You see, while my fight or flight response had me wanting to bee-line for that beach, that haven of safety, Ben knew that the safest way to get there was actually to go off course. He knew that when the white caps were coming one after another, we actually needed to paddle directly into them. Then, when there was a break, we could paddle as quickly as possible toward the shore until another set of waves picked up, in which case we would have to go off course again.
We did this for what seemed like an eternity, paddling into the waves then toward the shore, along a zig-zagged course not unlike a staircase. I was overwhelmed with fear and soaked to the bone despite my “skirt”. Because I was in the front of the kayak, I took the brunt of most of the crashing waves. Yet I was thankful for Ben’s confident presence the back, as he was ultimately steering our crazy little boat to safety.
Spoiler alert: we didn’t die that day. After a lot of hard work and some cursing we made it safely to shore, a bit like two drowned rats, but otherwise intact. I stood there in shivering shock as Ben exclaimed, “I feel so alive!” We’ll see, love. We’ll see.
Why am I bothering to tell you all this?
I often think of the kayak when I’m facing hard stuff in life. Stuff like broken relationships. A baby in the NICU. Unexpected adoption hurdles. Death. Disappointments. Failures. Disillusionments. “That’s not how I thought that would go down” moments. It’s given me a depth of perspective I wouldn’t have otherwise. For instance, I realize now that if I want to see progress, I have to overcome the challenges right in front of me head on, like the waves that day. If I choose to scramble toward safety, the trials of life are liable to come crashing over me, catching me off guard, and toppling me over. Let me explain what I mean by this.

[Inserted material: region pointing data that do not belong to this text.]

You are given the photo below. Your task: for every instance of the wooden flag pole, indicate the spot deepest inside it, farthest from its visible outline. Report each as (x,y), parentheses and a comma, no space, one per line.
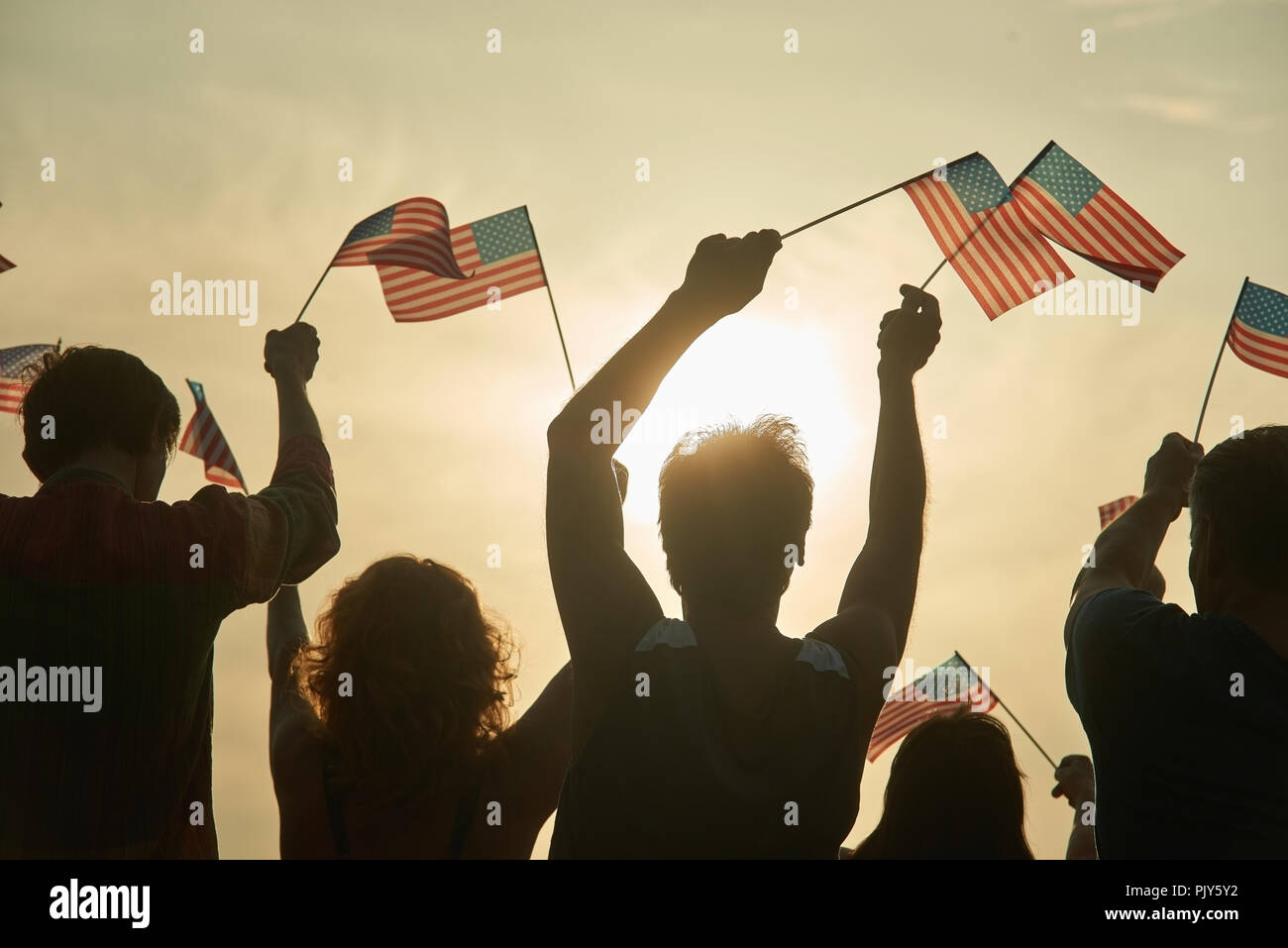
(870,197)
(545,278)
(1018,179)
(1218,364)
(1003,704)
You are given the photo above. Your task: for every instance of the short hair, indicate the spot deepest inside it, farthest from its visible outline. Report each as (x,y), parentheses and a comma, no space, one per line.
(732,497)
(98,398)
(954,792)
(1239,487)
(432,673)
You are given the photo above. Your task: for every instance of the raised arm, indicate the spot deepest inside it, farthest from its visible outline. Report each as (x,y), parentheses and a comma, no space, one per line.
(1125,552)
(287,634)
(876,603)
(295,755)
(604,603)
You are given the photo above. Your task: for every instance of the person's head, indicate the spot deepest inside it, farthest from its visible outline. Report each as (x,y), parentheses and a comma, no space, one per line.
(1239,519)
(429,673)
(954,792)
(734,505)
(86,402)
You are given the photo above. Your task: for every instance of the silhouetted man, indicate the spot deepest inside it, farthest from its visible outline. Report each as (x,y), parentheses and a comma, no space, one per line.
(1188,715)
(715,734)
(104,590)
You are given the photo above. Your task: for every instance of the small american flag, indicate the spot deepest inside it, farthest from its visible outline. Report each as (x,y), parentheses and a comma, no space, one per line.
(1115,509)
(204,440)
(984,236)
(13,365)
(502,249)
(1258,331)
(411,233)
(944,687)
(1077,210)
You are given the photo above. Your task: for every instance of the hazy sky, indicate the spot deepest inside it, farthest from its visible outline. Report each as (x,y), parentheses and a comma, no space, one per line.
(224,165)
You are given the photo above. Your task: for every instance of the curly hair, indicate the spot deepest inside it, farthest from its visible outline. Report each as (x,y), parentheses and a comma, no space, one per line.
(954,792)
(730,498)
(97,397)
(430,678)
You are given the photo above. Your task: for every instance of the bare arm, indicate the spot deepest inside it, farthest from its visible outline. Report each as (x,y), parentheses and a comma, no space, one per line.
(879,595)
(1077,784)
(1125,552)
(290,357)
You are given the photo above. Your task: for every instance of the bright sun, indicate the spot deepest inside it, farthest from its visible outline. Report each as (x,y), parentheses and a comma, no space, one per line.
(743,368)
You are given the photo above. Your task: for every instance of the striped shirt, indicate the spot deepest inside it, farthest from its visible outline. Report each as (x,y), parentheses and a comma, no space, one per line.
(89,578)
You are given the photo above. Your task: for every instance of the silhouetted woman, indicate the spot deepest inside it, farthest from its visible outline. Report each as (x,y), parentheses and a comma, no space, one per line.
(387,734)
(954,792)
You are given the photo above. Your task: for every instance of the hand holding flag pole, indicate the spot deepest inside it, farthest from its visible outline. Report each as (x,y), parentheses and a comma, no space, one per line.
(870,197)
(1216,365)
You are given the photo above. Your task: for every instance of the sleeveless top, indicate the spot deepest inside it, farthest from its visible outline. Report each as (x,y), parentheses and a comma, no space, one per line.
(671,772)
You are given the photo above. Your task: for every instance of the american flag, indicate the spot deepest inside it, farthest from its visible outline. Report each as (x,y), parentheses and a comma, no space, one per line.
(411,233)
(944,687)
(1258,330)
(204,440)
(503,253)
(13,365)
(1115,509)
(1077,210)
(984,236)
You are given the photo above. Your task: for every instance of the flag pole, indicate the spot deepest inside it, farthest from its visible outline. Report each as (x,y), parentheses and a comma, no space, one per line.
(1218,364)
(870,197)
(1003,703)
(1018,178)
(313,294)
(553,308)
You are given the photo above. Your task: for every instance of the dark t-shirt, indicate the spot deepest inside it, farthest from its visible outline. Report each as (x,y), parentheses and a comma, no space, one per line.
(1188,721)
(678,775)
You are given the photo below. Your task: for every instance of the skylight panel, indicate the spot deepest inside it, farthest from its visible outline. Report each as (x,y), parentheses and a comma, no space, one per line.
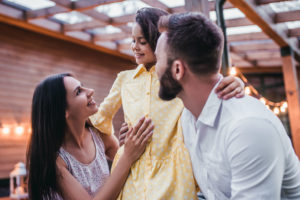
(73,17)
(106,30)
(292,25)
(121,8)
(232,13)
(285,6)
(31,4)
(242,30)
(173,3)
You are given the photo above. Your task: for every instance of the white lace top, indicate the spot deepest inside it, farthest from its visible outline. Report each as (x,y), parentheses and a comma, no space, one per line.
(93,175)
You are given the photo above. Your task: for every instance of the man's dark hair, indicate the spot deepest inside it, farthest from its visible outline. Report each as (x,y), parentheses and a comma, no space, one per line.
(148,18)
(194,39)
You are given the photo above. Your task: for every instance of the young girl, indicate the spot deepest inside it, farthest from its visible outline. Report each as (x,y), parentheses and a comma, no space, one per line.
(66,157)
(164,170)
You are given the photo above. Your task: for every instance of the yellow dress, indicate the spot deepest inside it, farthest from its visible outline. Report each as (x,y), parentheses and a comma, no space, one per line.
(164,171)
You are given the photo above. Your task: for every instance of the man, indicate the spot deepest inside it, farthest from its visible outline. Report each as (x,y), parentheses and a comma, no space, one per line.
(238,148)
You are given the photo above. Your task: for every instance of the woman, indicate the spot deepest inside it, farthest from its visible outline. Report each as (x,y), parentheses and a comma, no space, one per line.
(164,171)
(66,157)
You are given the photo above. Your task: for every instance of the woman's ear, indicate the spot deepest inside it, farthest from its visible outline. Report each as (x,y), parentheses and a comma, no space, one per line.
(178,70)
(67,114)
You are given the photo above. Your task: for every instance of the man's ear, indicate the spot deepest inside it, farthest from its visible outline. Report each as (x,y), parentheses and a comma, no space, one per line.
(67,114)
(178,70)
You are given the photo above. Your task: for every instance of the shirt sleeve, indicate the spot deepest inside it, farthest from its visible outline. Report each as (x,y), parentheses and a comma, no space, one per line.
(102,120)
(256,156)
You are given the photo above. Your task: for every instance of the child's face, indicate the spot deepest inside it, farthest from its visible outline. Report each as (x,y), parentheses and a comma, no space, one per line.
(141,48)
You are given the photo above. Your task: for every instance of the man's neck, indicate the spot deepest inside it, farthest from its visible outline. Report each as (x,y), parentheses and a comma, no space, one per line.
(196,92)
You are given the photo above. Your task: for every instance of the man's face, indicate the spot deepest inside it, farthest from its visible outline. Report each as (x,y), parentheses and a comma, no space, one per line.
(169,87)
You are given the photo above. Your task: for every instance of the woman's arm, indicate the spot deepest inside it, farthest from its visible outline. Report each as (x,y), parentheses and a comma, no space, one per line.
(229,87)
(111,145)
(135,144)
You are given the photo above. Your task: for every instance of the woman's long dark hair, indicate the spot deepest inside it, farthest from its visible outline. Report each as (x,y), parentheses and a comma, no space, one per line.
(148,19)
(48,124)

I’m talking about that hard conversation that needs to happen with a friend.
Setting boundaries with your kids,
Or your spouse,
Or your boss,
Or anyone, really.
Making that phone call.
Writing that letter/email.
Quitting your job.
NOT quitting your job.
Choosing to be vulnerable.
Choosing to listen.
Showing love when it’s so hard.
Sticking with it.
Making a hard sacrifice for something better.
Saying no so you can say yes.
This looks a lot like being brave.
And get this: being brave usually doesn’t look very glamorous. It looks a lot like work. Because it is. Being brave is rolling up our sleeves and getting our hands dirty. When we choose to be brave, we render fear powerless. And once we do that, there’s no limit to what we can accomplish. Brave is hard but it’s good. It takes us through the work to the other side, to this crazy place called peace, knowing that we’ve done our absolute very best and no one can ask for anything more. And I know for a fact that THAT is worth the effort.
Clearly God still has some kind of work for me to do, since he didn’t let me die a cold, miserable death that day. Why this matters: If you happen to tempt death and find your soul still firmly planted within your living, breathing being…well…you better pay close attention too because your work isn’t finished yet, friend. You have people to love, places to go, and a world to leave just a little better than you found it. Do what makes your heart sing. Be brave, work hard, have the courage to be humble. We only get this one quick little life. Let’s make it count.
I’ll leave you with one final piece of advice: don’t ever get in a kayak in the Puget Sound in March unless you like tempting fate…and maybe have a dry suit handy.